DataBroker mini-hackathon¶
Dates: Feb 26 - Mar 2
1000 - 1800 M-Th 1000 - 1600 Fri
Goals¶
produce planning artifacts to support DOE hackathon in June:
high level design documents (requirements, goals) for modules - use cases
low level design documents (proposed API documentation)
sort out priority and interdependence of high
where do we have duplicate effort between facilities?
where do we have gaps in effort?
what can we get ‘good enough’ un-block other work
where can we work in parallel?
where must we work serially?
High-level Requirements¶
*-as-a-service
as first pass, preserve python API, rip out guts
worry about nice REST/RPC interface later
wire protocol for small data
json, bson, msgpack
wire protocol for big data
msgpack, epics (v3 or v7), custom, h5serv
ops
ansible / kubernetties
authorization
do we need to look at how ‘role based’ auth work?
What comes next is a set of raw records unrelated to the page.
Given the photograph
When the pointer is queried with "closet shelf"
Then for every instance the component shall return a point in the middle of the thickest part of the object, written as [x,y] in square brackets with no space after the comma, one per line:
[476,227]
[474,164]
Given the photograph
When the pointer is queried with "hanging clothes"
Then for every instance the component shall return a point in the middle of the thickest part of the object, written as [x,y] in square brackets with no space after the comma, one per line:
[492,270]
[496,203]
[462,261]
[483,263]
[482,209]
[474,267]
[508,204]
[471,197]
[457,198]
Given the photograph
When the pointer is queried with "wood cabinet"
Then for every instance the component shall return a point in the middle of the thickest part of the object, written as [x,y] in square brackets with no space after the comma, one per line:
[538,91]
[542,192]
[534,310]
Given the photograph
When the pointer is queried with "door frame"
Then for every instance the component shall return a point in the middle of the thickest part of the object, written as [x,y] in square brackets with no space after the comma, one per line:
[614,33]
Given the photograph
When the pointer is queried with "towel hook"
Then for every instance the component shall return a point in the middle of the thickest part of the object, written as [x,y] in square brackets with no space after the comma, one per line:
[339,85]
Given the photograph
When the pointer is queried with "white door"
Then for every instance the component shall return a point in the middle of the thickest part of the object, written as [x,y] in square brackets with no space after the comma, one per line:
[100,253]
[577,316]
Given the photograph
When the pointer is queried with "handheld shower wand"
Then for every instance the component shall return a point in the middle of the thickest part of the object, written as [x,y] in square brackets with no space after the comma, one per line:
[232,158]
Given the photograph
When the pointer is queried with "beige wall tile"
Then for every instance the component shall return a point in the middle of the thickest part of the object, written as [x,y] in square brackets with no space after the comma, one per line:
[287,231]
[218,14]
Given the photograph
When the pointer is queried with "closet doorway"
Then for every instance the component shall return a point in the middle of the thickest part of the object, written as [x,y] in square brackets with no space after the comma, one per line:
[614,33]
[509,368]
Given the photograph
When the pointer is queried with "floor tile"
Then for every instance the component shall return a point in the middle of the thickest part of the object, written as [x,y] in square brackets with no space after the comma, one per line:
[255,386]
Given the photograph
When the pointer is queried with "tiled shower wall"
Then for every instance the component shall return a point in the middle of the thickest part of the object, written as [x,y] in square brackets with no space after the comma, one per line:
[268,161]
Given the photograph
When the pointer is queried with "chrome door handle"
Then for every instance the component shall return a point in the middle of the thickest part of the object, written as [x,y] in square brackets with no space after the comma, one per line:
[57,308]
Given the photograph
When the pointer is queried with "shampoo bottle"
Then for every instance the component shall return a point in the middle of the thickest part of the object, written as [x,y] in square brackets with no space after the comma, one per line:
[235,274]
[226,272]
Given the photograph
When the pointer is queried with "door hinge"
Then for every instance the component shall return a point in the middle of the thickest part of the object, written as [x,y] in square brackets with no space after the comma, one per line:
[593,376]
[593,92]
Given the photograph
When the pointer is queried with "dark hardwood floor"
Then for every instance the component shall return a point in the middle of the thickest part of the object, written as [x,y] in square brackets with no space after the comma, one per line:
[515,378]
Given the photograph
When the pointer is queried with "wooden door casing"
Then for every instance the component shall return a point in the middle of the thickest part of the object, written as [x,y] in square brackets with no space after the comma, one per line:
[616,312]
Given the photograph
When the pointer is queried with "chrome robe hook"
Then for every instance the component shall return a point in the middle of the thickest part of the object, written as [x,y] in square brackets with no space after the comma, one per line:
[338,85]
probably want to develop a common set of nouns / tools for our use and then shim against home institution systems
user groupings
user (ex 1 person)
proposal (application to get beam time)
one or more PI
zero or more ‘users’
beamtime (actually data collection period)
one or more PI
zero or more ‘users’
1 or more beamtime per proposal
exactly one proposal per beamtime
where to do authorization at?
proposal or beamtime?
filter at runstart / header level
once you have header object, assume you _should_ have it
if get pickled and shipped, maybe re-validate on first access?
authorize on each call to header methods / attributes
integration with filesystem users / groups?
how much to segment data?
database per ACL entity?
rely on external tools for authentication
slicing (by stream / field / event)
streaming-by-chunks
alternate implementations
diverse backends
bucket-of-files - single point-of-entry for ingest - hdf5 / cbf / tiff / …
databases - sqlite / mongo / postgres / elastic/ cloud databases?
arrow?
fully local implementations
catalog services - related to federated storage - related to provenance - integration with simulation data
user annotations and tags - fully mutable - fully searchable - local or remote - shareable or private
integration with GUI / web - Xicam - glueviz - databrokerbrowser - BEC-as-a-service
federated storage systems - a given Broker object may have more than one (*Source)
provenance - derived-data storage - naming schemes - related to federated storage - there is an on-going LDRD about this at BNL
data ‘muxing’ - align multiple streams in one header - merge events from multiple headers - split events from one stream in one header into multiple streams (?) - pivot “event with a time series” to “series of events” - stack “series of events” to “event with a time series” - resampling
pipelines - how do they interact with the databases? - what goes between the edges?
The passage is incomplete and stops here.